J’ai soupiré et, pour le consoler (et le faire taire) j’ai remis des croquettes dans son bol.
Le chat de la maison tient le même discours quand il pleut, convaincu que j’ai tous les pouvoirs y compris celui de commander le beau temps. Probablement parce que je réponds à toutes ses demandes matérielles et que je comble une grande part de ses besoins en lui fournissant le gîte et le couvert, il s’imagine que j’ai aussi les télécommandes du temps.
-- Je voudrais bien que cette saison soit rayée de la carte du ciel, ai-je dit. Et que tout de suite après la chute des feuilles qui créent de si beaux tapis de couleurs, d’autres de leurs sœurs, toutes vertes celles-là, se mettent immédiatement à pousser afin que les arbres retrouvent leurs panaches d’émeraude, que les oies, les bernaches et les hérons reviennent en poussant des cris de joie, que la cour se couvre de fleurs et que je m’agenouille de nouveau pour respirer l’odeur de la terre ou converser avec les grenouilles.

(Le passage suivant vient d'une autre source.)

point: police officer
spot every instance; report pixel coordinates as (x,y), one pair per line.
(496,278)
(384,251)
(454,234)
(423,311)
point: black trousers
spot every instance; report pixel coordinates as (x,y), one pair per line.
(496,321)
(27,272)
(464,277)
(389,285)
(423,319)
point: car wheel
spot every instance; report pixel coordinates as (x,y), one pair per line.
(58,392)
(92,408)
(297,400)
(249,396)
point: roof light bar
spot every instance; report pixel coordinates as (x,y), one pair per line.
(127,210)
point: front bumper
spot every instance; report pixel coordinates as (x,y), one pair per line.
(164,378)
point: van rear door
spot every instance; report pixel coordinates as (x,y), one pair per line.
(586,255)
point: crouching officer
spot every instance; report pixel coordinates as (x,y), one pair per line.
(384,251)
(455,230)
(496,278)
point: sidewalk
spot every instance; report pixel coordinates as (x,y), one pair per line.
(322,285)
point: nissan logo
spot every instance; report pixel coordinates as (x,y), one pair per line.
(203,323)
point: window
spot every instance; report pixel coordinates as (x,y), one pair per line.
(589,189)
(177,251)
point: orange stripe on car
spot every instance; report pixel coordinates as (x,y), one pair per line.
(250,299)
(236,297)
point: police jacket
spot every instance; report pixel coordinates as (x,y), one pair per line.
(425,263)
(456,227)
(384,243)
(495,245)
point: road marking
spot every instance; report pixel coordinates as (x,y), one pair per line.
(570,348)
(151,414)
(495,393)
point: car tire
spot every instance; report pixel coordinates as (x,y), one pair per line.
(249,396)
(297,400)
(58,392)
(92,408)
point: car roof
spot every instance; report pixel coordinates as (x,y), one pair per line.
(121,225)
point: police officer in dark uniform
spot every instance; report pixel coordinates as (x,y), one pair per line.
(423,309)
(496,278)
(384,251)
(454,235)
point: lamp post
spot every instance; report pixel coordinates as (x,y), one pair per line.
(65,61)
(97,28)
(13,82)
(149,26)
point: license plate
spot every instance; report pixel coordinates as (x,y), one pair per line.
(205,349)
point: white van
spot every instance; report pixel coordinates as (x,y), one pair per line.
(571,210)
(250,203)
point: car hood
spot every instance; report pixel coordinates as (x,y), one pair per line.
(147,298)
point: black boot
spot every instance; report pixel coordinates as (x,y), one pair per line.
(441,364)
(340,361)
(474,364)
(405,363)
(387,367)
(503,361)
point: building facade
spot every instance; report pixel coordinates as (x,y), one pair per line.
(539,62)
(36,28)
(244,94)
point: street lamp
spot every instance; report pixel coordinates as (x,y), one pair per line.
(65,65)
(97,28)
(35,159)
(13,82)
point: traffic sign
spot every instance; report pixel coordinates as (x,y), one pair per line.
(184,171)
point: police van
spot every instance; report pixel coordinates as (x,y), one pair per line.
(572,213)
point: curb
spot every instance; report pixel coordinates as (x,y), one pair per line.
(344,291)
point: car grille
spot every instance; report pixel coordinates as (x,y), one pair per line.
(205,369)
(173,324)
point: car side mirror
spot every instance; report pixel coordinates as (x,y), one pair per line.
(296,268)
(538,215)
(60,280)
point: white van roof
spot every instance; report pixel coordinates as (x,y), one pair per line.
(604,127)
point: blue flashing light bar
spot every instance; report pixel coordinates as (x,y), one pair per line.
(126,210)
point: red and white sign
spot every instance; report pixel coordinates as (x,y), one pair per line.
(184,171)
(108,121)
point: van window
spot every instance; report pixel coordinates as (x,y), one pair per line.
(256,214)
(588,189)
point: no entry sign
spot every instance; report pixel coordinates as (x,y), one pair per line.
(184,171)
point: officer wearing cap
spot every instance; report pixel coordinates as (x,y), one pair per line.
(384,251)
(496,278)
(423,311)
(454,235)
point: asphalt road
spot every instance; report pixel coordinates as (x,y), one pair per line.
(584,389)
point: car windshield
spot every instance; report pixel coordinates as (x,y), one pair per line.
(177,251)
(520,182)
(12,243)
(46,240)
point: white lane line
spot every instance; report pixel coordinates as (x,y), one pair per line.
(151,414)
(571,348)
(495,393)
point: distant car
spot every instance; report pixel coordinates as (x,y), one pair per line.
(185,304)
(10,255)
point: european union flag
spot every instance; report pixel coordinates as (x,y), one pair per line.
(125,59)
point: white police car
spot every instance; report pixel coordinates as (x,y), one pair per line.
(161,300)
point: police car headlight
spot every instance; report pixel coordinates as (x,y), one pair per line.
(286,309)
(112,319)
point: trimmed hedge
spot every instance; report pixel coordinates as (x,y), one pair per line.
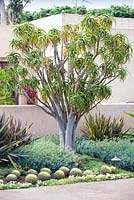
(107,149)
(44,153)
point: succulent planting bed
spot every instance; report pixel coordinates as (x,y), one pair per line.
(63,175)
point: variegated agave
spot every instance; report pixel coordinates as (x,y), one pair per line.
(12,135)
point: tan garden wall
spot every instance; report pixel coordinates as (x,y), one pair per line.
(44,124)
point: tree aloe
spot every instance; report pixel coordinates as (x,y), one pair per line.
(74,77)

Pendant quelques minutes, j’ai fermé les yeux, toute à la contemplation de ces images désirables. Quand je les ai rouverts, j’ai vu par la fenêtre qu’il avait commencé à neiger.
-- Ah non, pitié, pas la neige déjà! Nous sommes encore en novembre, ai-je murmuré en cherchant Messidor des yeux… Mais son bol était vide, il avait disparu.
Bon, me suis-je dit, aussi bien qu’il ne le sache pas, il va encore m’accuser d’être de connivence avec les dieux de la météo.
Mais j'ai eu besoin de sa présence en sentant une pernicieuse vague de tristesse m’envahir.
Il n’était pas à sa place habituelle, je devrais dire ses places, il en a plusieurs. Je les ai parcourues une à une sans l’apercevoir. Il n’était pas au téléphone non plus, je sais qu’il aime bien appeler Ti-Guy le matin pour lui faire la conversation, c’est le chat de nos voisins de gauche… Pas au téléphone, non plus. Évidemment, me suis-je dit, il est allé dormir pour oublier son dépit, le sommeil est un bon remède contre l’hiver. Mais il n’était pas au pied de notre lit.
Et puis je l’ai enfin aperçu, assis à la fenêtre, au-dessus du calorifère, là où il ne va jamais. Je me suis approchée très doucement et j’ai effleuré sa tête. Il a poussé un bref jappement de surprise, m’a fixée un moment de son regard confiant et il m’a dit :
-- C’est beau, n’est-ce pas ?
Surprise par son attitude inespérée, j’ai regardé les cristaux géants se poser délicatement sur les branches du grand pin. Pendant un moment, je n'ai fait que regarder.
J’étais subjuguée, c’était magnifique.
-- Je n’aime pas le froid, mais je ne déteste pas regarder la neige tomber, a-t-il dit, souriant. Tu as bien fait de commander l’hiver, finalement ! Il suffit parfois de changer de place pour le voir autrement.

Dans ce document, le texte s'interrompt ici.